Angst, Anger, 90’s Music, And The Legacy of Chris Cornell

chris-cornell

If asked to name one significant difference between the children of Generation X, and the generation most commonly referred to as Millennials today, it would be that Gen X hated their parents, and Millennials never did. In fact Gen X hated most everything. They hated their parents, they hated their siblings, and they hated life. It was the result of broken families and divorce being the norm of the 90’s, while a fervent generational gap between parents and children that just doesn’t exist in society today reigned supreme throughout the 90’s era.

In the 90’s, aggressive, angry, angst-filled music was the pop music of the day—Kurt Cobain and Nirvana, Scott Weiland and Stone Temple Pilots, and Chris Cornell and Soundgarden. And it wasn’t just limited to what was referred to at the time as “grunge music.” In the 90’s, Marilyn Manson was a pop star. Industrial music’s Nine Inch Nails had huge hits on the radio. Green Day and Sum 41 had punk albums at the top of the charts with angst-filled, anti-conformist anthems crying plebeian chants. Rap at the time was prefaced as “gangsta” and included some of the most violent and explicit references in music history. Alternative rock became the radio format of the age, supplanting all others with one angry song after another.

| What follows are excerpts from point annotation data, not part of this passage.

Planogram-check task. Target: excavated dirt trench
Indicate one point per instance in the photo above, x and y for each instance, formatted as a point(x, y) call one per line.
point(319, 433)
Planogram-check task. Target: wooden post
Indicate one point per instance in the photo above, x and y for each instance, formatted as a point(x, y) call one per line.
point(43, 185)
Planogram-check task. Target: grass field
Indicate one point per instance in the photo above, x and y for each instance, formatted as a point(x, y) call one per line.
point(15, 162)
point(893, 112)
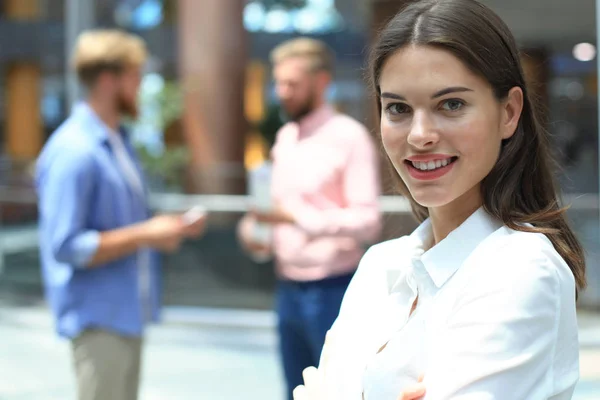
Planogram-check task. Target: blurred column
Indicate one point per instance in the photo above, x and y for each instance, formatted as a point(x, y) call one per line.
point(23, 92)
point(536, 67)
point(79, 16)
point(382, 11)
point(212, 62)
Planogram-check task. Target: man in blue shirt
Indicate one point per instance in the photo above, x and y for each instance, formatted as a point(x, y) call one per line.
point(98, 240)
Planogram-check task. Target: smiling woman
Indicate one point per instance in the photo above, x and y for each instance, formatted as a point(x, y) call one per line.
point(480, 299)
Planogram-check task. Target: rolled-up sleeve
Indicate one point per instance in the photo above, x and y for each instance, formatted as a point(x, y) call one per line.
point(360, 218)
point(65, 188)
point(499, 343)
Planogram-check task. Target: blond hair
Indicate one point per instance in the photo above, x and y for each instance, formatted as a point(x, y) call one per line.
point(103, 50)
point(318, 53)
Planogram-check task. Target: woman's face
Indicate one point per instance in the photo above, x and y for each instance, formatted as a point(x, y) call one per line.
point(441, 125)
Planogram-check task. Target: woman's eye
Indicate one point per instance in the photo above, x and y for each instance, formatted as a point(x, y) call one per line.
point(452, 105)
point(397, 108)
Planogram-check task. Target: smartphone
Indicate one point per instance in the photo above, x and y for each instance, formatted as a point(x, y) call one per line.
point(193, 215)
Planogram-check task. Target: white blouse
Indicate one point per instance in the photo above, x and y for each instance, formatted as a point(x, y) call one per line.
point(495, 318)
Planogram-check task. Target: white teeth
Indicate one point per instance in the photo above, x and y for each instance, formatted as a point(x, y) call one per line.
point(431, 165)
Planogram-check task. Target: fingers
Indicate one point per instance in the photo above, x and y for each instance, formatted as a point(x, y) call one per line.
point(313, 383)
point(414, 392)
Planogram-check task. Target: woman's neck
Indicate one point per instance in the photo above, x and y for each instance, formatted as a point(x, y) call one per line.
point(447, 218)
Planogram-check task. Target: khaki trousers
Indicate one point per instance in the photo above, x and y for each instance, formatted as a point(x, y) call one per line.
point(107, 365)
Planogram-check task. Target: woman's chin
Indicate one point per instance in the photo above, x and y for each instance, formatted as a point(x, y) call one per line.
point(430, 200)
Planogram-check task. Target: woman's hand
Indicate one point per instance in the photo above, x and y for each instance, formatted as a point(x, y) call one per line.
point(313, 388)
point(415, 392)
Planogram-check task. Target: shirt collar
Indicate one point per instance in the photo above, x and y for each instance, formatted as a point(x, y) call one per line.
point(445, 258)
point(315, 119)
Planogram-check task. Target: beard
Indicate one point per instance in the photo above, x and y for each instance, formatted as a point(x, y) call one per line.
point(302, 111)
point(126, 106)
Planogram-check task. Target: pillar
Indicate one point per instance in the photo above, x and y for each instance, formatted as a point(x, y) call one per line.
point(212, 66)
point(24, 126)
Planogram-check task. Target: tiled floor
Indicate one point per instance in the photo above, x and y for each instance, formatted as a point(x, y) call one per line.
point(193, 355)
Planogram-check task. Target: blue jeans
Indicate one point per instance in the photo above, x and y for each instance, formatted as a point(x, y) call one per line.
point(306, 311)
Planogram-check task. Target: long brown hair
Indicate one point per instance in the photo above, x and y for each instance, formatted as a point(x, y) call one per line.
point(520, 188)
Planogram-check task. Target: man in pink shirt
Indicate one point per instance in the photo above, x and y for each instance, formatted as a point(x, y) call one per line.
point(325, 188)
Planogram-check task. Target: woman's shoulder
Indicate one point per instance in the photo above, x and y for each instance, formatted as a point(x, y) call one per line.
point(509, 256)
point(380, 253)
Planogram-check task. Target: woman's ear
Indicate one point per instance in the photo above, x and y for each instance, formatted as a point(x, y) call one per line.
point(512, 107)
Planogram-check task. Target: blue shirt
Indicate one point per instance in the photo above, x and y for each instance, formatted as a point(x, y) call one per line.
point(83, 192)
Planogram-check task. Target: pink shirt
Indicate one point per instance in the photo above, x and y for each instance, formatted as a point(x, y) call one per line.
point(326, 175)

Even the softer music of the time, such as The Cranberries, Alanis Morissette, or even Natalie Imbruglia were brooding, angst-filled offerings tugging at the ends of their sleeves, and giving into internal emotions as opposed to fostering a sunny disposition in an effort to conform. Television and film, along with the rest of society and culture, followed along. Shows like Claire Danes’ My So-Called Life and Brandon Lee’s The Crow illustrated the dark pall cast over the 90’s perspective. Only country music offered a breather from all of the depression present in popular culture.

All of this occurred as the economy bustled, and its bounty was widespread. It wasn’t politics that gave rise to 90’s anger either. Apathy reigned supreme in the political landscape, resulting in some of the lowest voter turnouts in generations. Crime was high, but compartmentalized in blighted intercities while white flight suburbs enjoyed historic prosperity not seen since. Yet we were so very angry. The only virtue of the age was that anger was not allowed to be internalized. It was expressed unflinchingly through our music.

Suicide rates and drug addition were on the rise in the 90’s, and the songs and artists spoke to this phenomenon with pointed and courageous honesty. Just looking back at the song titles that became pillars of the Soundgarden legacy—“Black Hole Sun,” “Blow Up The Outside World,” “Fell On Black Days,” “Pretty Noose”—the weight of emotion Generation X felt was incredible, and far ranging.

Kurt Cobain was long ago crowned king of the generation, if for no other reason than his suicide solidified his place as the most burdened of them all. Chris Cornell could have very well been bestowed a similar crown from the legacy he laid during the era. But he survived. Until now.

Sure, the 90’s gave rise to the Goth kid and the emo kid, where it appears the anger and depression puts the cart before the horse, and is just as much an element of fashion and conformity as anything. But don’t question that the 90’s were disturbed times in the mind of adolescents. We didn’t have nearly the insight as we do today into mental illness. We were burdened by the fact that loving something or someone was uncool.

Yet we were eternally searching for comfort in something beyond and bigger than ourselves; something that gave voice and authority to our anger and angst; something to make us feel not so lonely in a world where we forced ourselves to be alone. And we found that in Kurt Cobain. We found that in Chris Cornell. And we survived, because of them. Yet somehow, despite all of our fandom, all of our attention, all of our eternal appreciation, we couldn’t return the favor.